Why do people get IBS?

The reasons as to why some individuals develop IBS and why others don’t are unclear, Many factors such as genetics, illness and stress can trigger it to develop. For example, school or work-related stress can be a major reason why some people experience IBS. An infection that affects the gut, known as PI-IBS (post-infectious IBS) can also increase the risk of its development, as well as the use of antibiotics. In many cases, IBS can develop without an obvious reason. It’s not uncommon for individuals to have experienced gut issues for an extended period and in some cases for as long as they can remember.

It isn’t uncommon for parents and children to suffer from similar gut-related symptoms as the hereditary factor in IBS is around 20-30%. Current knowledge suggests that individuals with IBS may have a motor disorder affecting the intestines, causing them to work too quickly, too slowly, or in an on-and-off pattern. This can lead to difficulty in passing wind causing it to "bubble around" inside the stomach. Reflexes in the intestines may be either heightened or weakened. People with IBS often have increased sensitivity to pain in the intestines and receive more signals from the gut to the brain, making them more aware of the sensations in their gut. Imbalances in the gut flora, known as dysbiosis, can also be a cause of IBS.
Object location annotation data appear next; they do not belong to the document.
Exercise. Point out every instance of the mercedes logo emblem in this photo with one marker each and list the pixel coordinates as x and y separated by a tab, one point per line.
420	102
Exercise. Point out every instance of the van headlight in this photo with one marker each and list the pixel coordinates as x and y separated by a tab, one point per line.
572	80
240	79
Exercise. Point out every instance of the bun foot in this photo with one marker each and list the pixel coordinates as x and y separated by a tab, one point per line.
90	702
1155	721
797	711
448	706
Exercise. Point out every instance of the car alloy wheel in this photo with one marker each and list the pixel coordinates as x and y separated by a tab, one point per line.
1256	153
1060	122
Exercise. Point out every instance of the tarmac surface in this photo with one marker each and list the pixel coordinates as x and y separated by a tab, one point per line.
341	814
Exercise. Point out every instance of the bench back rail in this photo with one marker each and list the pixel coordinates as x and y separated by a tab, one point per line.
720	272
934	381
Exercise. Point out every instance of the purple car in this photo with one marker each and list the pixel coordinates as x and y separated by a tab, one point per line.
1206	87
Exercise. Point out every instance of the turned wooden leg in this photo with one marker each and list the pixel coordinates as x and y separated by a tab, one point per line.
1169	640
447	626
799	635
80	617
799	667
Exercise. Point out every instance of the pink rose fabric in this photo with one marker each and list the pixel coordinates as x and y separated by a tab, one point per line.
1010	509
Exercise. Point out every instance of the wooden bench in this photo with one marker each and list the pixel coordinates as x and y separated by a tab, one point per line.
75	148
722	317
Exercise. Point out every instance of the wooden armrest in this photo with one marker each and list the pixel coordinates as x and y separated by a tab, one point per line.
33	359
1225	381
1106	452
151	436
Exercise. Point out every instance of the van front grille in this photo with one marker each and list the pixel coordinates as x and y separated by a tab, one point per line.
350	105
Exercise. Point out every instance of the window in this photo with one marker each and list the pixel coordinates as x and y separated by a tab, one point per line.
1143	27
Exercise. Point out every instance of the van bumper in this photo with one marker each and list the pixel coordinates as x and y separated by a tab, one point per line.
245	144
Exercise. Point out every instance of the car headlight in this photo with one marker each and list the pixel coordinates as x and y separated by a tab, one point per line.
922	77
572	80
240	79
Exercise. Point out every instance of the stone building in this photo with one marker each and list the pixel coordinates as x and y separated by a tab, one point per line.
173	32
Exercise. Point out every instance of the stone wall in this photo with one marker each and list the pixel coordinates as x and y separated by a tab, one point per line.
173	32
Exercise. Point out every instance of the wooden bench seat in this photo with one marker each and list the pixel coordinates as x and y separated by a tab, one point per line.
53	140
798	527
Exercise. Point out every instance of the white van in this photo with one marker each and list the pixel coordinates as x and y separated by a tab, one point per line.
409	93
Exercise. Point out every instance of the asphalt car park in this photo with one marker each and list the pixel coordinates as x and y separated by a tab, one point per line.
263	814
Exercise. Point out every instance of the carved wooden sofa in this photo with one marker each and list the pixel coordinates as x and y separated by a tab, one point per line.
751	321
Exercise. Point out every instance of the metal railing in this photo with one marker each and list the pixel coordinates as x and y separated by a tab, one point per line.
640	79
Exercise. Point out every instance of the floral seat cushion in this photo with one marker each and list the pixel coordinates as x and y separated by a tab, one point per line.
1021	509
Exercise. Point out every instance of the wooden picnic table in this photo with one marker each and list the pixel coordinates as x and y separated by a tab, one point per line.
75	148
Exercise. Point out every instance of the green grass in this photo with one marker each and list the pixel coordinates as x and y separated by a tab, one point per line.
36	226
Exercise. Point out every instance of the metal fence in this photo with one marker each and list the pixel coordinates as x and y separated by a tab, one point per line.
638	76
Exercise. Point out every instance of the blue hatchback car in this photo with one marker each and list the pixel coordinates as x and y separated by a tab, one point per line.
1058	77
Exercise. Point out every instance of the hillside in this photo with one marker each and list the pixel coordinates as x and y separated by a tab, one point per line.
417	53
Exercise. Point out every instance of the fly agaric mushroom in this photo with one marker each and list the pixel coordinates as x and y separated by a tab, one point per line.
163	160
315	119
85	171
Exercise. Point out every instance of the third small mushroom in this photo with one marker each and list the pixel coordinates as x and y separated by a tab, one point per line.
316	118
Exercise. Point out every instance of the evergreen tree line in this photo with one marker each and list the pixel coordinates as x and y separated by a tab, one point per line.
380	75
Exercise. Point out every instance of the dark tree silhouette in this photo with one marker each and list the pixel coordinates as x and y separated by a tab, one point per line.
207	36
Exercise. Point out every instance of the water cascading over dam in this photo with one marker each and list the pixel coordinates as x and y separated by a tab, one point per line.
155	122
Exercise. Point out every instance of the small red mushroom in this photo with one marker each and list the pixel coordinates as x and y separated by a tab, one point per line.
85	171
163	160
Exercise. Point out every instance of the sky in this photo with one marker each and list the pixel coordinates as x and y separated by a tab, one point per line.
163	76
There are criteria for diagnosing IBS, but there are no specific biomarkers that are used to diagnose IBS and a diagnosis is commonly done based on clinical symptoms. An individual is typically tested for lactose intolerance and coeliac disease in order to rule these out as their symptoms can often be very similar to the symptoms of IBS. It is essential to rule out other diseases, especially for those that present with symptoms such as fever, blood in the stool, involuntary weight loss, nocturnal issues, and onset of symptoms after the age of 45. These symptoms are NOT associated with IBS and should be further investigated before treatment.

IBS is classified into four main groups: IBS-C (constipation-dominant), IBS-D (diarrhea-dominant), IBS-M (mixed bowel habits), or IBS-U (unclassified IBS). Each group comprises approximately 25% of IBS diagnosis. Constipation is defined as fewer than three bowel movements per week, and diarrhea is defined as more than three loose stools per day.

Common symptoms

The most common symptoms of IBS include:

  • bloating
  • pain or discomfort
  • bowel irregularities such as diarrhea, constipation, or alternating bowel habits

Other symptoms may include:

  • wind
  • cramps
  • sounds
  • sensations of incomplete bowel movements

Many people report feeling constipated despite daily visits to the toilet. Incomplete bowel emptying affects a large portion of those with IBS, regardless of whether it is constipation or diarrhea-dominant.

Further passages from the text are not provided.